The Tamil Diaspora were forking out their hard earned money to finance the killing, the torturing and the persecution of their own people back home. Their hypocrisy was and is unlimited. They pretended that they were contributing to the welfare of their folks oppressed by the Sinhala-Buddhist government when they knew that the money was channelled to oil the killing machine of Prabhakaran. The Tamil doctors, lawyers, academics, churchmen and other professionals and non-professionals were the criminals who were passing the ammunition praising their lord, Prabhakaran.

But the 200 - 300 million dollars sent annually to fill the war chest of Prabhakaran (Jane's Weekly) were not yielding the results they expected. Prabhakaran was lurching from one disaster to another. He had been found guilty by the Scandinavian peace monitors of violating 98% of the terms and conditions of the CFA - an international agreement which had virtually enthroned him in the north and the east. Obsessed with his political delusions, he was misleading the Tamils promising to take them to the next step: his elusive Eelam. The more pragmatic and knowledgeable Tamils knew from day one that it was not attainable because the international community, and India in particular, were not going to grant the Tamil separatists their dreamland.

When Appapillai Amirthalingam, who went round the world with a diplomatic passport as the Leader of the Opposition in the Sinhala-dominated government, he discovered that the world was not going to grant them the separate state. Earlier N. Shanmuganathan, the Tamil Communist leader (Maoist wing) and a pioneering communist of the Stalinist mould, had argued that the Tamils were not a nation, according to Stalin's Marxist-Leninist definition, he said.
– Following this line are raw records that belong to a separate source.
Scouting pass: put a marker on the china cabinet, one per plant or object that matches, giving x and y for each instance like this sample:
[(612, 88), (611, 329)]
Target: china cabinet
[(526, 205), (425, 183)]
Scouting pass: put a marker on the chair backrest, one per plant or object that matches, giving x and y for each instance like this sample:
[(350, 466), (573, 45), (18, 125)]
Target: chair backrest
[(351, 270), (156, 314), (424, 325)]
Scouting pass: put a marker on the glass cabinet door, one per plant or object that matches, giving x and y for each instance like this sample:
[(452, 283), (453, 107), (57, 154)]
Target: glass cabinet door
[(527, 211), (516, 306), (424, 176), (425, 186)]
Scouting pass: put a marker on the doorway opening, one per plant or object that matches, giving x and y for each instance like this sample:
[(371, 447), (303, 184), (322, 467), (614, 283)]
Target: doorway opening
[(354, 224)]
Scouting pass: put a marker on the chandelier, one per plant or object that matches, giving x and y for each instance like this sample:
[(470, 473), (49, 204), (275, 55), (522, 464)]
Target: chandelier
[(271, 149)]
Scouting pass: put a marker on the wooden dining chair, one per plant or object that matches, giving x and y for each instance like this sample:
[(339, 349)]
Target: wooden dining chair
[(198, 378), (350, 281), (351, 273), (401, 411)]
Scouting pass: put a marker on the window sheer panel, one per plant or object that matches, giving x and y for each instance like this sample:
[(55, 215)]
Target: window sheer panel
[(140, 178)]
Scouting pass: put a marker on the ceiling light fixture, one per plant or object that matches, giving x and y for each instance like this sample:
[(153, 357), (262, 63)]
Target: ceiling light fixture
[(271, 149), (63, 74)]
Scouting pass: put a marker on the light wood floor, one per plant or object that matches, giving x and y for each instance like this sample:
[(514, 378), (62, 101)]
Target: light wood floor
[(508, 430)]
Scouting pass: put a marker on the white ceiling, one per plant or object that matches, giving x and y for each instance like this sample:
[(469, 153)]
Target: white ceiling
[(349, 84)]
But the myths concocted by the Tamil elite in the fifties prevailed. They pretended to be Gandhians - Gandhians who had no qualms about distributing wooden pistols to their satyagrahins, as told by Prof. A. J. Wilson, the son-in-law of S. J. V. Chelvanayakam, the father of Tamil separatism. Prabhakaran is the political child that came out of the mono-ethnic politics spawned by the vellahla elite who were driven by the insane notion that they were born to rule the Sinhalese, the Muslims and low-caste Tamils.

No other force has destroyed the Tamils, their institutions, their way of life as this ideology of vellahlaism. Ironically, the first to pay for this ideology were the vellahlahs.

When power changed hands the low-caste Tigers got them, one by one. And even after Tamil society has gone to pieces, under the forces violence unleashed by the vellahla ideology - the vellahla regime was always violent, oppressive and consistently persecuting the low caste Tamils from feudal times - the Tamils and their intellectuals have refused to look behind their cadjan curtain introspectively. To cover up their historical sins against their own people, the elitist Tamils of Jaffna, the most privileged community in Sri Lanka, concocted the theory of being victims of the Sinhala-Buddhist majority. They reveled in victimology, playing the role of the underdog, and accusing the majority Sinhalese of discrimination and oppression. NGO pundits and the Tamil propagandists blamed the Sinhala-Buddhist even for the brutal violence of Prabhakaran.

This excuse would have had some validity if Prabhakaran's retaliatory violence was directed only at the Sinhalese. But what had the Sinhalese done to Prabhakaran for him to kill the Muslims? Or to ethnically cleanse them from Jaffna, after looting their property and raping their women? Did the Sinhalese ask him to abduct Tamil children from the desperate mothers who have no place to hide their children? Is he running torture camps in the Vanni to punish the Sinhalese? Did he kill Rajiv Gandhi because he wanted to teach the Sinhala-Buddhists a lesson? Etc., etc.

The hard reality is that Prabhakaran has lost the rationale on which he was acclaimed initially as everybody's 'Thambi' and survived later as the sole representative of the Tamils. He has lost his sense of direction, lost the plot and lost the goodwill of the reasonable Tamils yearning for peace which they know will never dawn as long as they continue to manufacture excuse to prop him up.